The question: is anything else catching those brand searches first? When a Shopping or Performance Max campaign intercepts someone typing your name, you pay a different rate for a customer who was already coming to you, and the intercepting campaign books revenue it did not really earn.
We ran this across the same two 90 day windows we used for your sister account, April 15 to July 13 and January 15 to April 14. They do not overlap. Unlike the sister account, your brand name is unambiguous. Every search term matching "all time trading" is genuinely you, so there is no definitional grey area here.
Five dollars and fifty six cents across 90 days. Then one dollar and twenty eight cents across the 90 days before that. There is no realistic version of this where fixing it changes anything about your account. Our recommendation is to leave it alone.
For context, your brand campaign turned $1,420.94 of spend into $41,806.32 of revenue in the most recent window, at a 3.4 percent cost of sale.
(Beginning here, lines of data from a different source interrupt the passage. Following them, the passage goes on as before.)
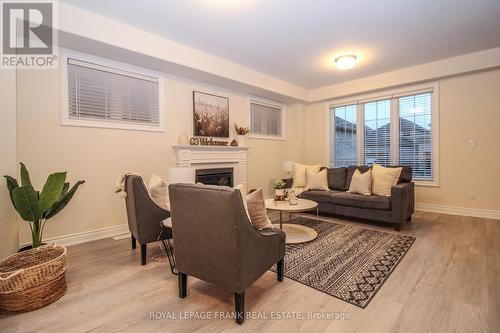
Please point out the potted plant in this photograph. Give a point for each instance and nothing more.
(34, 278)
(37, 207)
(279, 190)
(240, 134)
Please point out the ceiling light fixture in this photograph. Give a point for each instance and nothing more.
(346, 61)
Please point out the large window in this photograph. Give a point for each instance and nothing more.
(101, 93)
(266, 120)
(415, 140)
(377, 132)
(344, 122)
(395, 130)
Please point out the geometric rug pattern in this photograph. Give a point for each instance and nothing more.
(345, 261)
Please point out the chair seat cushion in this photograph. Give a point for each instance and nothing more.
(318, 196)
(361, 201)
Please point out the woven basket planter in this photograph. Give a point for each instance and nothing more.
(32, 279)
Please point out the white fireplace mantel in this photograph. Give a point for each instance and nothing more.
(205, 157)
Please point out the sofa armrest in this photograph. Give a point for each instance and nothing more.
(402, 201)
It is one of the most efficient things in the account and it is not being meaningfully undermined by anything.
The campaign ED | Performance Max | New Zombie/Dead SKUs Breakout | 18% ACoS consistently catches people searching for you by name. It took 85 brand clicks in the most recent window and 69 in the one before. That part is stable and real.
The revenue it gets credited for doing so is not stable:
| New Zombie/Dead SKUs Breakout | Apr 15 – Jul 13 | Jan 15 – Apr 14 |
|---|---|---|
| Brand clicks caught | 85 | 69 |
| Conversions credited | 3.0 | 6.0 |
| Revenue credited | $3,329.45 | $1,307.86 |
Twice the conversions, but less than half the revenue. The $3,329 figure is a single window's luck, not a durable property of that campaign. We are flagging it for one reason only: a zombie SKU campaign that quietly harvests brand demand will show a better return than it has really earned, and that matters when you decide what to fund next.
Google does not report cost for Performance Max search terms. We get impressions, clicks, conversions and revenue, but no spend. So the leaked spend figures above cover Search and Shopping only and are technically a floor rather than a total. At this scale it makes no practical difference. If the number were $5.56 or several times that, the recommendation would be the same.
Both windows were pulled directly from the Google Ads API with the same scripts and brand definition used for your sister account, and the analysis is version controlled on our side. Any figure here can be traced to its raw pull, and rerun over any window you like.